简体   繁体   中英

How can a plot a 5 grouped bars bar chart in matplotlib?

I have the following dataframe:

meteo = [["January", 9.2, 13.6, 4.7, 37, 70],
["February",9.9, 14.3, 5.4, 35, 70],
["March", 11.8, 16.1, 7.4, 36, 70],
["April", 13.7, 18.0, 9.4, 40, 69],
["May", 16.9, 21.1, 12.8, 47, 70],
["June", 20.9, 24.9, 16.8, 30, 68],
["July", 23.9, 28.0, 19.8, 21, 67],
["August", 24.4, 28.5, 20.2, 62, 68],
["September", 21.7, 26.0, 17.4, 81, 70],
["October", 17.8, 22.1, 13.5, 91, 73],
["November", 13.0, 17.3, 8.6, 59, 71],
["December", 10.0, 14.3, 5.7, 40, 69]]

import pandas as pd

# Create dataframe with above data

df = pd.DataFrame(meteo)

# Drop useless column

df.drop(0, inplace = True, axis = 1)

# Rename columns

df.rename(columns = {1: "Temp_media_anual_mes", 2: "Temp_máxima_media", 3: "Temp_mínima_media", 4: "Media_lluvias_mensual", 5:"Humedad_media_rel"}, inplace = True)
df["mes"] = ["January", "February", "March", "April", "May", "June", "July", "August", "September", "October", "November", "December"]
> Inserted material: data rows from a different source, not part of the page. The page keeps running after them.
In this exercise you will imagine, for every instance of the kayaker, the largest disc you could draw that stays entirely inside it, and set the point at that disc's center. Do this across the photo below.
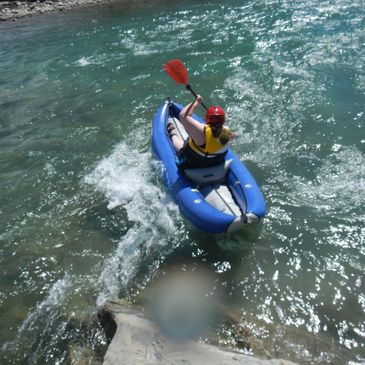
(207, 143)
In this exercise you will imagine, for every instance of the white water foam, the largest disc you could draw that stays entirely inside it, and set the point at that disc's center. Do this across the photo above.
(126, 179)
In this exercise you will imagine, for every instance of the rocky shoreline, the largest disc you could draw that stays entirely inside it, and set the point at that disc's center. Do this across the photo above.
(13, 10)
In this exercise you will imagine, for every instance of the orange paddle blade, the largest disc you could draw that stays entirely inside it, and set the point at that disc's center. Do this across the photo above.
(177, 71)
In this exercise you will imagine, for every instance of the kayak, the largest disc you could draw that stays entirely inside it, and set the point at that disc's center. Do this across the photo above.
(218, 199)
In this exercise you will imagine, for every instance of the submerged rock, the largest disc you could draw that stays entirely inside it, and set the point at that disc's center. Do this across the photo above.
(135, 339)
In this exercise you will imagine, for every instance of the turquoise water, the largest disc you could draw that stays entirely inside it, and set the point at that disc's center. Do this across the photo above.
(84, 216)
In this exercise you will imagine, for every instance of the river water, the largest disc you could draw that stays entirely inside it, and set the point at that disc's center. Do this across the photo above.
(85, 217)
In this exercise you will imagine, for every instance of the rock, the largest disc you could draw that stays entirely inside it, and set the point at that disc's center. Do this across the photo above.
(135, 339)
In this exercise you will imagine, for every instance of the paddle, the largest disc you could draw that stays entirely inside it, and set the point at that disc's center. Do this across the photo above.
(177, 71)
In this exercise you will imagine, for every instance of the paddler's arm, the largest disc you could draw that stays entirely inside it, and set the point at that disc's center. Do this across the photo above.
(192, 126)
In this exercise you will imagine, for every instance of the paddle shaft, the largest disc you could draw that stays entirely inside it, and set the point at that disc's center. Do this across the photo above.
(194, 93)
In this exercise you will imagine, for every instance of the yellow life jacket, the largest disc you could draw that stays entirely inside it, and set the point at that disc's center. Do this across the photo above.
(212, 146)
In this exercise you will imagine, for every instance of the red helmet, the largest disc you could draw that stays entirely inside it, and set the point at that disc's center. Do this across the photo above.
(215, 115)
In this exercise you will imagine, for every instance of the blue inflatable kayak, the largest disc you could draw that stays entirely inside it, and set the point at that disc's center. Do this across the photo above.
(217, 199)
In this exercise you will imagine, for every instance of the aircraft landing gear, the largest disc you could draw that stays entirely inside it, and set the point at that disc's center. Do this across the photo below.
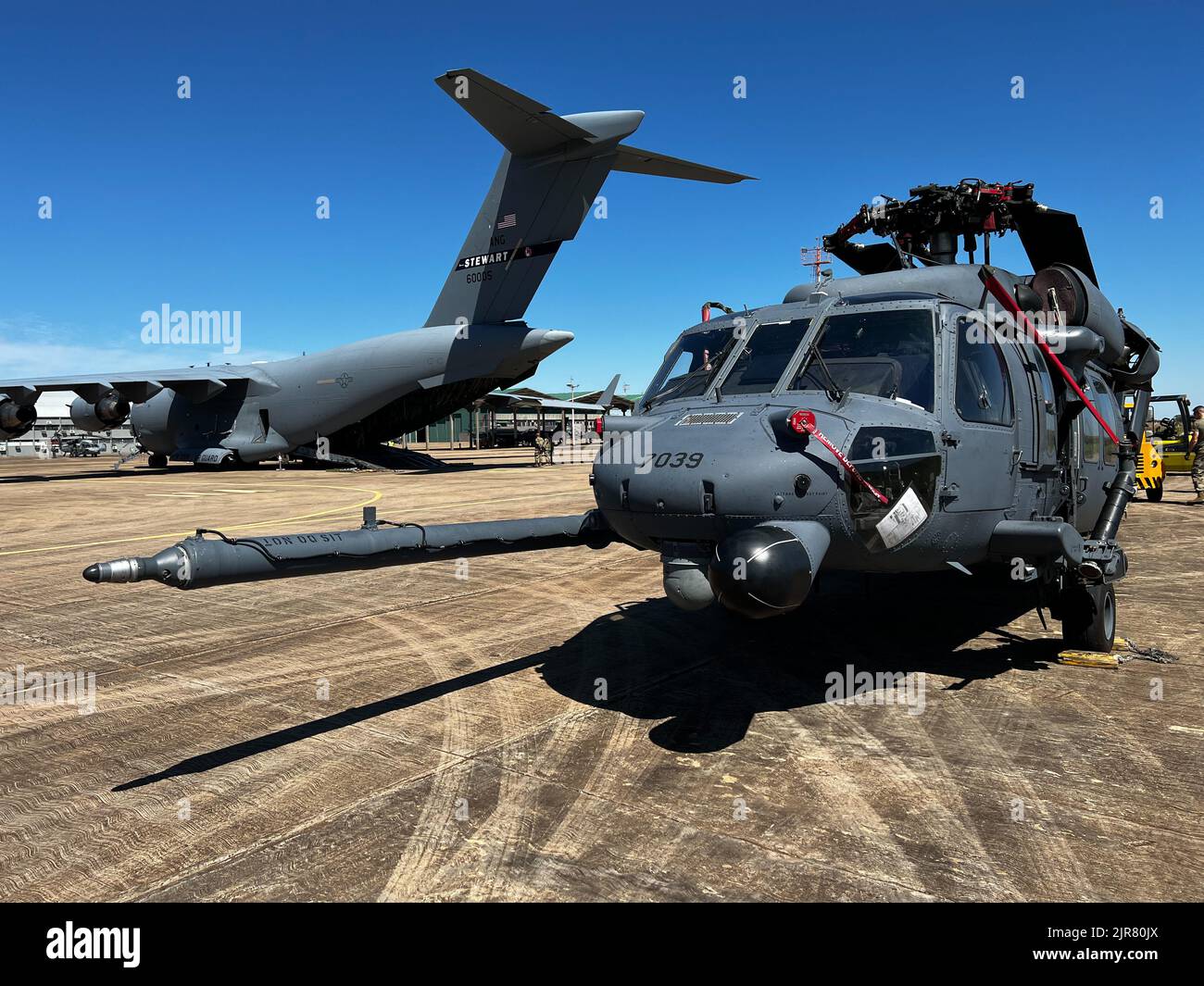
(1088, 617)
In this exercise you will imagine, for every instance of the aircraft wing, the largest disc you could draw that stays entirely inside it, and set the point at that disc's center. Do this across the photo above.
(197, 383)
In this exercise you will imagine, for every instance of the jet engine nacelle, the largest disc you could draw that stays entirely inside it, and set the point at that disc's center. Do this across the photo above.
(16, 419)
(108, 412)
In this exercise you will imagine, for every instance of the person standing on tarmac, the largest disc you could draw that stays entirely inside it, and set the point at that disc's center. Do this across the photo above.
(1195, 442)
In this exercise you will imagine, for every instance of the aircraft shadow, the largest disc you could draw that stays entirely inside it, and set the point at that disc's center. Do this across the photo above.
(703, 677)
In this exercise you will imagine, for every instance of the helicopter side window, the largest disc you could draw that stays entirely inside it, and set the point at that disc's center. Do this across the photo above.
(884, 354)
(1092, 435)
(1106, 402)
(763, 359)
(690, 365)
(983, 392)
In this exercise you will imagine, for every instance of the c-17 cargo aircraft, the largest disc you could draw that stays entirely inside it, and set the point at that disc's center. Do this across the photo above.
(345, 402)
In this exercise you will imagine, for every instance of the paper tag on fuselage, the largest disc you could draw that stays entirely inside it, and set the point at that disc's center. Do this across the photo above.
(902, 519)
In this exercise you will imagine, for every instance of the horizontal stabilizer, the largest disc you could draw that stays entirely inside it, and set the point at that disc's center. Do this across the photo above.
(518, 123)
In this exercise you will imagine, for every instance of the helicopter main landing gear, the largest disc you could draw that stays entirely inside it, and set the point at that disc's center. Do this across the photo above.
(1088, 617)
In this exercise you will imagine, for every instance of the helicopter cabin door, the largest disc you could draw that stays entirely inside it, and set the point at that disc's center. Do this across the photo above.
(982, 450)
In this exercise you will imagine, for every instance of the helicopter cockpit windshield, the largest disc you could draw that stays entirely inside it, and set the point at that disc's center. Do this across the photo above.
(882, 353)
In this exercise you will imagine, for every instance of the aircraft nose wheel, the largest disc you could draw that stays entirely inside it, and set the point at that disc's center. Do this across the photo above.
(1088, 617)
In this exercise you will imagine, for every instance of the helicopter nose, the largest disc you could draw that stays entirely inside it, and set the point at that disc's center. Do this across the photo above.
(769, 569)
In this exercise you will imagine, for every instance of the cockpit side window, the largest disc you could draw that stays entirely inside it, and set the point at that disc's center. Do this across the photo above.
(690, 365)
(983, 392)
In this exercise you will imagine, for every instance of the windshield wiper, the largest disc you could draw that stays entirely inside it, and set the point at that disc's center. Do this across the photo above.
(834, 392)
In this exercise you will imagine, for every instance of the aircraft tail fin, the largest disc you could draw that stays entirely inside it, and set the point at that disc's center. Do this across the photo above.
(545, 187)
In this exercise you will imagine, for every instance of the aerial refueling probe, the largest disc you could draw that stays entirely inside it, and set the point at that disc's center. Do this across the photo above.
(200, 560)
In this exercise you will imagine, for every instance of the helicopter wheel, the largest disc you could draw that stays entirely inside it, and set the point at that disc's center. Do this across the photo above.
(1088, 618)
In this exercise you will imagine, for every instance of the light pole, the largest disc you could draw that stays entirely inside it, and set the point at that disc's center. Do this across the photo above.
(572, 416)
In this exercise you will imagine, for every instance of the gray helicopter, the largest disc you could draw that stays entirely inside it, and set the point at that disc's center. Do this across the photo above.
(922, 416)
(342, 404)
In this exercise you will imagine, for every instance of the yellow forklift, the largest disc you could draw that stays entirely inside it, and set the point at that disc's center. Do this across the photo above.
(1163, 444)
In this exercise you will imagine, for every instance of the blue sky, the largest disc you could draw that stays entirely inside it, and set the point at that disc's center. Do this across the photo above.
(208, 204)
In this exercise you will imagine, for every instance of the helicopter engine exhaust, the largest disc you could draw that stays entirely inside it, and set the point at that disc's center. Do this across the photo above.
(769, 569)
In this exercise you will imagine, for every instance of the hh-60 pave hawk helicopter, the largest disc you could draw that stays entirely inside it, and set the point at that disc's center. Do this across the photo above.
(922, 414)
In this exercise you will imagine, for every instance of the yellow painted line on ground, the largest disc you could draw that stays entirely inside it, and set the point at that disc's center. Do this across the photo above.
(329, 511)
(179, 496)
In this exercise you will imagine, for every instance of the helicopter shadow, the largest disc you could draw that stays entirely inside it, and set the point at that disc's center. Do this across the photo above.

Now, i would like to plot a grouped bar chart. I would like to have 5 grouped bars per month. I have tried this, but i have a little problem with the spaces between bars:

# Setting the positions and width for the bars
pos = list(range(len(df.mes))) 
width = 0.25 
    
# Plotting the bars
fig, ax = plt.subplots(figsize=(16,10))

# Create a bar with pre_score data,
# in position pos,
plt.bar(pos, 
        #using df['pre_score'] data,
        df['Temp_media_anual_mes'], 
        # of width
        width, 
        # with alpha 0.5
        alpha=0.5, 
        # with color
        color='red')
        # with label the first value in first_name
        #label=df['first_name'][0]) 

# Create a bar with mid_score data,
# in position pos + some width buffer,
plt.bar([p + width for p in pos], 
        #using df['mid_score'] data,
        df['Temp_máxima_media'],
        # of width
        width, 
        # with alpha 0.5
        alpha=0.5, 
        # with color
        color='green')
        # with label the second value in first_name
        #label=df['first_name'][1]) 

# Create a bar with post_score data,
# in position pos + some width buffer,
plt.bar([p + width*2 for p in pos], 
        #using df['post_score'] data,
        df['Temp_mínima_media'], 
        # of width
        width, 
        # with alpha 0.5
        alpha=0.5, 
        # with color
        color='blue')
        # with label the third value in first_name
        #label=df['first_name'][2]) 
           
plt.bar([p + width*2 for p in pos], 
        #using df['post_score'] data,
        df['Media_lluvias_mensual'], 
        # of width
        width, 
        # with alpha 0.5
        alpha=0.5, 
        # with color
        color='orange')
        # with label the third value in first_name
        #label=df['first_name'][2]) 
           
plt.bar([p + width*2 for p in pos], 
        #using df['post_score'] data,
        df['Humedad_media_rel'], 
        # of width
        width, 
        # with alpha 0.5
        alpha=0.5, 
        # with color
        color='purple')
        # with label the third value in first_name
        #label=df['first_name'][2]) 

# Set the y axis label
ax.set_ylabel('Amount')

# Set the chart's title
ax.set_title('Rain and temperature')

# Set the position of the x ticks
ax.set_xticks([p + 1.5 * width for p in pos])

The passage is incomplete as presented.